If you had to pick a poster boy for today's Radio Disney, a singular moppet who miraculously represented both the average listener and the typical Radio Disney pop star, it would be Aaron Carter.

Kid brother to the well-known Backstreet Boys hunk ("the blond one, Nick," Aaron raps in his incessantly played hit "Oh Aaron"), the younger Carter, who turned 14 on December 7, embodies everything that the Newsweek cover story from October warned us about in our exploding population of "tweens." "They are a generation stuck on fast forward," the article proclaimed, "in a fearsome hurry to grow up. Richer than ever, they're also a retailer's dream, with a seemingly insatiable desire for the latest in everything." Carter's current Radio Disney hit, the anthemic "Not Too Young, Not Too Old," defines his generation pretty much the same way. But from his jubilant first-person perspective, it sounds decidedly like a good thing.

Over a jammin' piano and guitar track, Carter boasts about having everything a tween could dream of: the coolest after-school schedule ("I'm all up in the video/Catch me at the studio/That's my life, bro"), his own Web site ("It's gonna be the bomb/Hit me all baby, Aaron Carter Dot Com!") and unbeatable playground skills ("Don't even talk about your Sony PlayStation"). Mostly, though, Carter revels in the unique pleasures of being able to work both sides of the ambiguous age range tweens affect.

"See, when it comes to girls, I'm not too young," he says, "but when I get in trouble...I pull my cap way down and say I'm 7 years old." By the time Carter gets to the final verse of the song, "That's how we roll/And when it suits me/I'm anywhere between 12 and 18 years old," he's detailed a top-of-the-world lifestyle that even Jay-Z and P. Diddy would envy.

It's no accident, then, that Aaron Carter is one of the most-played artists on Radio Disney--or that he's managed to sell more than a million copies of his last two albums without airplay on any other stations.

"He's the perfect model of what's called K-GOY: Kids Getting Older Younger," says Sarah Stone, Radio Disney's head of marketing. "It's this phenomenon of age-compression, where our kids are maturing--particularly in terms of their media savvy and taste sense--faster than ever before. So where kids used to watch Sesame Street until they were 4 or 5, now they mature out of things so much faster. And they go through musical phases faster, too, so we need to stay on top of that."

Of course, that's not to say Radio Disney can just drop in anything from the college playlists now and then to keep the, uh, listener base ("Kids don't like to be called 'kids,'" Stone warns) feeling more grown-up. "The thing is, while we know that kids are maturing faster in terms of the media and entertainment they seek, developmentally, they're not maturing any faster," she says. "So tastewise, they might be interested in rock music, but developmentally, not all rock music is appropriate for them."

That's where Robin Jones' job gets tricky. "Blink-182 is a band that our kids love," she says. "But I haven't been able to play anything by them yet!" Jones says the kids understand that they won't hear profanity on Radio Disney--and labels with their sights set on the tweens-and-under group now routinely send edited versions of their latest hits to the wholesome-branded station.
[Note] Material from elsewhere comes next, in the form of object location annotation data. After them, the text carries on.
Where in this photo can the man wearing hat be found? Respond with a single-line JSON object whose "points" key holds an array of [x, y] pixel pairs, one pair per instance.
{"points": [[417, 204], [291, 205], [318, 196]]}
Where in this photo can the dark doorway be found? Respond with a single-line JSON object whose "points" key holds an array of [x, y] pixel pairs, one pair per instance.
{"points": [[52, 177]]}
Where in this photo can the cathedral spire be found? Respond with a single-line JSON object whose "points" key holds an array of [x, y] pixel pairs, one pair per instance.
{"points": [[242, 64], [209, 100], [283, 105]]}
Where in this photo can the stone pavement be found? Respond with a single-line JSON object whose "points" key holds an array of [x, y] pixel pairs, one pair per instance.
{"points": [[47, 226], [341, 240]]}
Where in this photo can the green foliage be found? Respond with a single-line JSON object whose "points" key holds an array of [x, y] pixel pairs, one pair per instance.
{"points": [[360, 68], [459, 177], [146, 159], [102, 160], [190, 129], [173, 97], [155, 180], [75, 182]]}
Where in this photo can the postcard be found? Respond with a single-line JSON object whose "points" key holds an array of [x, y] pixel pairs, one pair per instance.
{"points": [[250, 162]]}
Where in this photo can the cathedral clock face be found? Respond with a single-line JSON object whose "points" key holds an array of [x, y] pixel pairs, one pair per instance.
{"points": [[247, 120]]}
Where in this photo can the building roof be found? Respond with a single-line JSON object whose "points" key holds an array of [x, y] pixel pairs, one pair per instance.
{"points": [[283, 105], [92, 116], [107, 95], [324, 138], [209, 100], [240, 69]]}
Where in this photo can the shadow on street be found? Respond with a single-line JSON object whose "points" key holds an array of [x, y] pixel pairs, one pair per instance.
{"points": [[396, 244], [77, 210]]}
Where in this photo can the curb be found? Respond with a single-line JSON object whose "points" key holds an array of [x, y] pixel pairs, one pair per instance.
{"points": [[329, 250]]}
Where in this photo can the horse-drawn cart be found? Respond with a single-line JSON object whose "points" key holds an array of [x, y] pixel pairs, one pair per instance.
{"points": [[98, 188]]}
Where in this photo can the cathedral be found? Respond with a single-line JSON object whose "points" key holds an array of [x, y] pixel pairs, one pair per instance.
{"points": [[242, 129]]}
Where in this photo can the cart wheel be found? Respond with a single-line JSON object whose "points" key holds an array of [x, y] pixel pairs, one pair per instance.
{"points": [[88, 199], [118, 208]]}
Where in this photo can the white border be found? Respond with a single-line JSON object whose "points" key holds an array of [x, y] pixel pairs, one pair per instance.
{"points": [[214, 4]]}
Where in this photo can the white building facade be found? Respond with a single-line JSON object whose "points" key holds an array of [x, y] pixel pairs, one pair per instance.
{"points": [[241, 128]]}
Where it gets a little hairy is when a song contains thinly veiled sexual innuendo (the line "I'm not so innocent" was axed from Spears' megahit "Oops! I Did It Again") or even themes that might keep RD's audience up at night.

"Blink-182's new one, 'Stay Together for the Kids,' might seem like a natural for us," Jones says. "But it's kind of...depressing, actually!" Same for Everclear's "Wonderful," a hit single from last year that brilliantly spoke of divorce from a child's perspective ("I don't want to meet your friends/I don't wanna start all over again"). Wonderful, yes. But in Radio Disney's relentlessly happy universe, much too downbeat.

Occasionally, Jones will find a track on even a Parental Guidance-stickered album that fits in Radio Disneyland--she's currently testing Gorillaz's "19-2000"--but in those cases, the station won't promote or give away the CD. "That's one reason we started the 'Radio Disney Jams' series," Jones notes, explaining the success of the compilation CDs now on their fourth volume. "Because we could put on there all the hit songs that the kids like, without the companion titles on some of the albums that aren't really appropriate for kids.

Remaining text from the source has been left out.